In recent years, however, Mark Kerrigan consistently exhibited violent, erratic behavior and was in near constant trouble with the law. In 2005, he was arrested after verbally abusing his wife and throwing her possessions on the lawn. When police arrived, he threatened them with two large hunting knives, shouting “I want to die. Kill me please,’’ before being subdued.
His former wife, Janet Kerrigan, described him as a “mean drunk’’ who drank to deal with his problems.
“Mark made statements that he was going to kill himself, if not by himself then by the cops,’’ she told police.
The following year, while serving probation, he brandished a bow and arrow and later punched his wife in the face and threw her to the ground. He then ran at her with a knife as she jumped into a car.

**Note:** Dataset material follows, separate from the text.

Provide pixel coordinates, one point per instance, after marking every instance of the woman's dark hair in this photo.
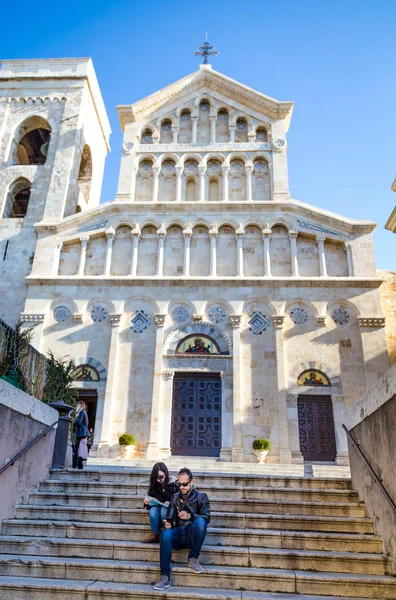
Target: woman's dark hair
(156, 487)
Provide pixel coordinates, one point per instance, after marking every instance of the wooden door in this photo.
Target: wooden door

The couple divorced in December 2006.
Mark Kerrigan appeared before the Parole Board twice, an initial hearing in 2007 and a review hearing in 2008. He was denied parole both times.
In 2008, Daniel and Brenda Kerrigan sued their son in Middlesex Superior Court, demanding that he make good on money they provided to him. In court papers, the parents said Mark Kerrigan owed them $105,000 they had spent taking care of his dogs, paying the mortgage on his Wilmington home, and for paying the lawyer who represented him on assault charges in 2006.

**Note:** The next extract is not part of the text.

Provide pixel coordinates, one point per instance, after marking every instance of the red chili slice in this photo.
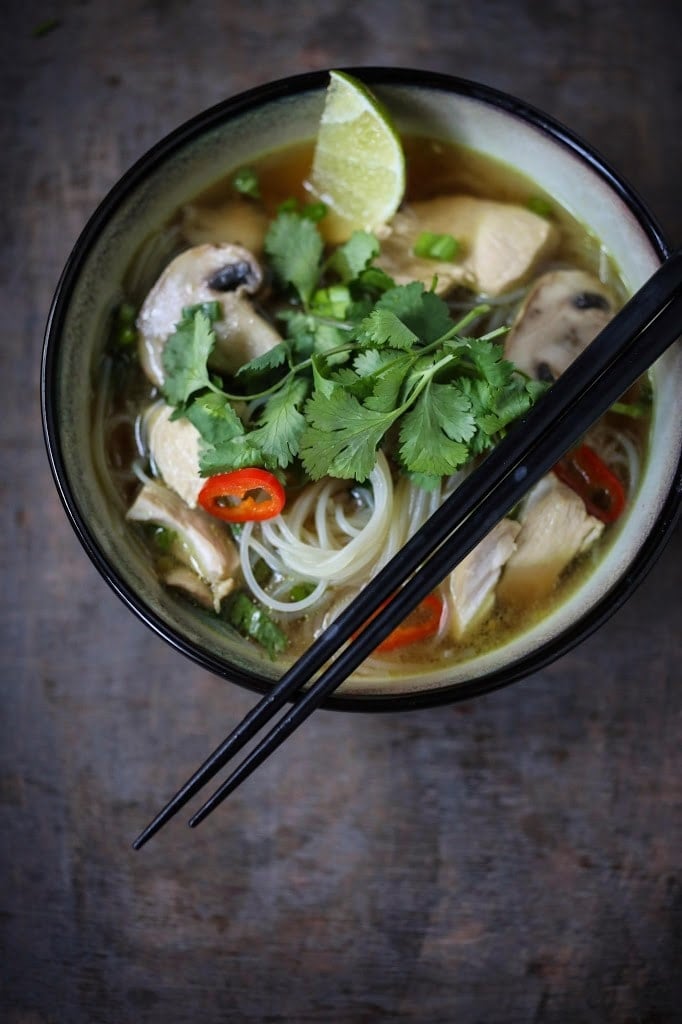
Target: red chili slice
(590, 477)
(420, 625)
(243, 496)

A judge rejected the Kerrigans’ request to put a lien on their son’s home, saying there was “no credible evidence’’ that Mark and his parents had reached an agreement.
A retired welder, Daniel Kerrigan was remembered as a devoted family man and Army veteran. “If you looked up perfect father in the dictionary, that would be him,’’ Day said.
The funeral will be held Thursday in Stoneham.
Jonathan Saltzman and John Ellement of the Globe staff contributed to this report.